See this is why I have a huge problem with the current vogue for 'No Contact'. It's a phrase from family psychology, and yes sometimes it's necessary to go NC with a family member, where that family member is/has been abusive, criminal or addicted to such an extent that the patient's wellbeing is threatened. But now I see people online cavalierly saying they're NC for such minor things as 'a toxic parent' or even a family member with different political views!
It's truly tragic. We're all human, we're all weak and prone to error. None of us can say hand on heart that we've brought up our children perfectly.We all inflict various hurts and pains on them inadvertently, as well as love.
I was low contact with my mother when she was alive because of physical and psychological abuse I suffered as a child. I had to do it because when I did see her, my heart would race and my hands would shake. But I still saw her, helped her out financially, etc. As I grew older and wiser I learned more about her mental illness, the struggles and abuse she suffered, and I was more forgiving. I was also more able to acknowledge the good times and all the support and love she gave to me in her own imperfect way.

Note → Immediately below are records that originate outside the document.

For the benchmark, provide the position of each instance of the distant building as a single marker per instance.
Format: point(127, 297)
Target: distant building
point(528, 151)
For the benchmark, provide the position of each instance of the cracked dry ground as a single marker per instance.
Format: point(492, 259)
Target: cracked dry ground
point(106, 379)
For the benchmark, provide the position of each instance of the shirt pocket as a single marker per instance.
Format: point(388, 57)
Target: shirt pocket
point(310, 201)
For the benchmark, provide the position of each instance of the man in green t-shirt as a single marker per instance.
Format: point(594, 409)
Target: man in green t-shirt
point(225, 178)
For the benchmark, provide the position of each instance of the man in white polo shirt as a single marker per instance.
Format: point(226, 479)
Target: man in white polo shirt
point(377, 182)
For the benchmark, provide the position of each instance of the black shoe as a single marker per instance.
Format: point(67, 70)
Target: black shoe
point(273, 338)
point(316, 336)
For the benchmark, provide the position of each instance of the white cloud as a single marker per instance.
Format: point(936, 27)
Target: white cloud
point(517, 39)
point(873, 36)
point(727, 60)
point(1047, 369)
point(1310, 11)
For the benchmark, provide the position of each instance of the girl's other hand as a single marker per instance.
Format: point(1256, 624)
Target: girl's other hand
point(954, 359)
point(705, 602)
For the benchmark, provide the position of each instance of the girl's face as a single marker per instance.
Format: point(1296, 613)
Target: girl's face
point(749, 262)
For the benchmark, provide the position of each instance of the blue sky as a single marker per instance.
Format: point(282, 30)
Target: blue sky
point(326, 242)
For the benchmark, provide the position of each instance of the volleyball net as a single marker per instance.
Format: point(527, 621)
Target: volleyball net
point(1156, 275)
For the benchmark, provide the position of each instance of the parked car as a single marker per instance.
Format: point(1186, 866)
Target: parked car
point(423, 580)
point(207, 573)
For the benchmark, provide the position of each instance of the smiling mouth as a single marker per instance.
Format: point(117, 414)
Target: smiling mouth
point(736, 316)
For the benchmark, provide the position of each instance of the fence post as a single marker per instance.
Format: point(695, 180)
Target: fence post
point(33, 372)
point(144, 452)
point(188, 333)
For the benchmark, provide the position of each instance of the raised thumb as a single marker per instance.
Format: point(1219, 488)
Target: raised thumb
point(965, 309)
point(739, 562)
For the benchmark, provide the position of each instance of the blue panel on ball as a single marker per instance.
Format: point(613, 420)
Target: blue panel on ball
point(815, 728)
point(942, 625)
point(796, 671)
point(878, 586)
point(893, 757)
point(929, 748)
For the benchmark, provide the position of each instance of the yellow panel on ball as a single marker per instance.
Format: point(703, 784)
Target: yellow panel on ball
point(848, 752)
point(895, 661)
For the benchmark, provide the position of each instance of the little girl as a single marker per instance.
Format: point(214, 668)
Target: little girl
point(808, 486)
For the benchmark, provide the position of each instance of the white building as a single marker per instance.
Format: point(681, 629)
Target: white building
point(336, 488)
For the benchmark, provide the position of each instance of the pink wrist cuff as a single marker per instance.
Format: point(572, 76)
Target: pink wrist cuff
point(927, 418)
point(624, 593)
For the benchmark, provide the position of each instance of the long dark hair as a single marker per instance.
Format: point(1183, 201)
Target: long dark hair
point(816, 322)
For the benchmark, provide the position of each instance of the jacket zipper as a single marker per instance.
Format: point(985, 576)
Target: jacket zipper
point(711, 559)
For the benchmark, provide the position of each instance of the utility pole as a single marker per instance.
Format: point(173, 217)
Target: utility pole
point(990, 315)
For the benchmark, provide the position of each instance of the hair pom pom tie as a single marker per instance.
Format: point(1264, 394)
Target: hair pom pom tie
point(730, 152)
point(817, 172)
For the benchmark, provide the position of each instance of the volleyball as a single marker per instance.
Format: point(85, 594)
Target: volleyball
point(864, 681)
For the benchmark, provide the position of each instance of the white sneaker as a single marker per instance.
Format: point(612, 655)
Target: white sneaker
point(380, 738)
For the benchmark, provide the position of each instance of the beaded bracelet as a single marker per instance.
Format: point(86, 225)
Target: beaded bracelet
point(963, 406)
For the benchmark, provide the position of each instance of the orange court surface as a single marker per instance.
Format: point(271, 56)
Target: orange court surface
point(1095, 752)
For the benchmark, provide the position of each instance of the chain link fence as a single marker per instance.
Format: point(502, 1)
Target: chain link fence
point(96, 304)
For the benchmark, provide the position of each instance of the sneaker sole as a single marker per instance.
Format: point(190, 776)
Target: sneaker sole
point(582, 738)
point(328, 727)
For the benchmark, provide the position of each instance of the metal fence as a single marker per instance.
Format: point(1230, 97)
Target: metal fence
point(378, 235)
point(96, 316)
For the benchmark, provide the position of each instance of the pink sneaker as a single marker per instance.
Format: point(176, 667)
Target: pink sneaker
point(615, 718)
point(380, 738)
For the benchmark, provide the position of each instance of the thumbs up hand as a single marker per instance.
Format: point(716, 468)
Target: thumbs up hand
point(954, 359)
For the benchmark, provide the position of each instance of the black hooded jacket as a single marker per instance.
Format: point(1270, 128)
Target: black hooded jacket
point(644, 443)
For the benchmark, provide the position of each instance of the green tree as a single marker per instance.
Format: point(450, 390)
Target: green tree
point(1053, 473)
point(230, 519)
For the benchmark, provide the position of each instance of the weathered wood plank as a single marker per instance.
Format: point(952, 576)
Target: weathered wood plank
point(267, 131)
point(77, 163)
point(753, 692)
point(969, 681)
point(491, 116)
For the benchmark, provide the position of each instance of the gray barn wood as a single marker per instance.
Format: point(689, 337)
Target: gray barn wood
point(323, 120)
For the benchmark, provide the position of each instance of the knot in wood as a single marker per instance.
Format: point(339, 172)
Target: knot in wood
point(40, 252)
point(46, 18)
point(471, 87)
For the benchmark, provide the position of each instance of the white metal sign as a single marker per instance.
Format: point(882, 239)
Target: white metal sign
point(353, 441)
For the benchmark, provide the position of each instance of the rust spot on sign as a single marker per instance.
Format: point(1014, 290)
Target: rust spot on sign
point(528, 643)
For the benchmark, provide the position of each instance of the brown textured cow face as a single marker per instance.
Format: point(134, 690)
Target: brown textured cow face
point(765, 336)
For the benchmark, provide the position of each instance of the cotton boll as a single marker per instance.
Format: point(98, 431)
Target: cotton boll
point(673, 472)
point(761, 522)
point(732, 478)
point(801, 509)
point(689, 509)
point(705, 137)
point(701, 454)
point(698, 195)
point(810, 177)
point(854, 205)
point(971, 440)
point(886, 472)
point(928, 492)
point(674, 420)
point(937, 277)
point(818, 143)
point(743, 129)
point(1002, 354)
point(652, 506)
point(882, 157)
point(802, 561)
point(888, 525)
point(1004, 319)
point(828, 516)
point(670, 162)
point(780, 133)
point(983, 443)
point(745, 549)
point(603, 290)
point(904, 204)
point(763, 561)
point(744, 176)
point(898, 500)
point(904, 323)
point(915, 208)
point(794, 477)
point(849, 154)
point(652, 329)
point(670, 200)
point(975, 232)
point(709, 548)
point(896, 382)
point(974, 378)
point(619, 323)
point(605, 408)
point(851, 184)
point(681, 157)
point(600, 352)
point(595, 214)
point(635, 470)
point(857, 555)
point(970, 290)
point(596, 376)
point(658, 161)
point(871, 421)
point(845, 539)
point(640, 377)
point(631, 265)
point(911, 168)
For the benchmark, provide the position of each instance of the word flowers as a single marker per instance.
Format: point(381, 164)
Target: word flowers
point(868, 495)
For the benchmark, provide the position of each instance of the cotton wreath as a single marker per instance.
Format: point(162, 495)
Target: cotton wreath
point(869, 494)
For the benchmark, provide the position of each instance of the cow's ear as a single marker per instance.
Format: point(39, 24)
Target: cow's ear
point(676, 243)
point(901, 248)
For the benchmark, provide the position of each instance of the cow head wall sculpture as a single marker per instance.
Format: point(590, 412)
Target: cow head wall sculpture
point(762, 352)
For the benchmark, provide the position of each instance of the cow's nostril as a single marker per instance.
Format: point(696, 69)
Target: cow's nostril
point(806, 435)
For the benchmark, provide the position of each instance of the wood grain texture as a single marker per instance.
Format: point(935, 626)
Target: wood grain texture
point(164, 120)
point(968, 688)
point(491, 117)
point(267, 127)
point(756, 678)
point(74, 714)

NC is sometimes necessary but it should be avoided unless in the most extreme of circumstances. Like, if your dad is Fred West type of thing. Otherwise there has to be capacity for forgiveness in families, because NC is a multigenerational tragedy that brings with it very sharp and lifelong regret. I think that we Sussex observers don't fully always appreciate the cruelty of what H&M have done - in going NC they've not just hurt their respective families: they've hurt themselves and their children. It is intensely sad.